On Wed, 2017-05-03 at 09:07 +0200, Alexandre Franke wrote:
On Wed, May 3, 2017 at 3:45 AM, Alexánder Alzate Olaya via planner-dev-list <planner-dev-list gnome org> wrote:Hi all,Hi,
Hi
I was wondering if it's too difficult to use SVG (a la Dia) to draw the Gantt Chart instead of using widgets. IMHO this way is easiest to export the chart without worrying about the final result.What makes you think Dia uses SVG?
Sorry, I was wrong, Dia uses SVG just for shapes importing.
SVG is just a serialisation format (i.e. a way to load/save data).

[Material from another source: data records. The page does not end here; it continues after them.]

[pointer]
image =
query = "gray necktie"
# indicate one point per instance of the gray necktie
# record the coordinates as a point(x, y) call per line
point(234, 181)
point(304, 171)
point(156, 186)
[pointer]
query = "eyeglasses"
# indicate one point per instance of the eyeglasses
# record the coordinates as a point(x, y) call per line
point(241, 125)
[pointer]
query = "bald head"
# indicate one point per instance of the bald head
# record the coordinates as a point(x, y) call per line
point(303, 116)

I cannot agree with that, Scalable Vector Graphics are meant to be scalable.
SVG is not magic and just because you use it as a format doesn’t mean it will automatically be drawn.
Of course, we need a SVG drawing library to do so.
SVG is also meant for drawings and the Gantt chart in Planner is way more than that. It is an interactive representation of data. You can drag the ends of tasks to make them longer, you can drag and drop from a task to an other to define a dependency… You *need* a widget to handle that kind of things. The question is whether you have one big widget (what we have currently) that handles everything, or if you split that work accross smaller components, each of which would be widgets.
What I like about SVG is that you can script the drawing making it interactive, you can even store data in object's properties, you can modify shapes properties and so on. Actually, there are bunch of web games based on SVG + JS. All this SVG thing comes from the fact that libgnomecanvas needs to be replaced into the project and IMHO SVG could be a good alternative.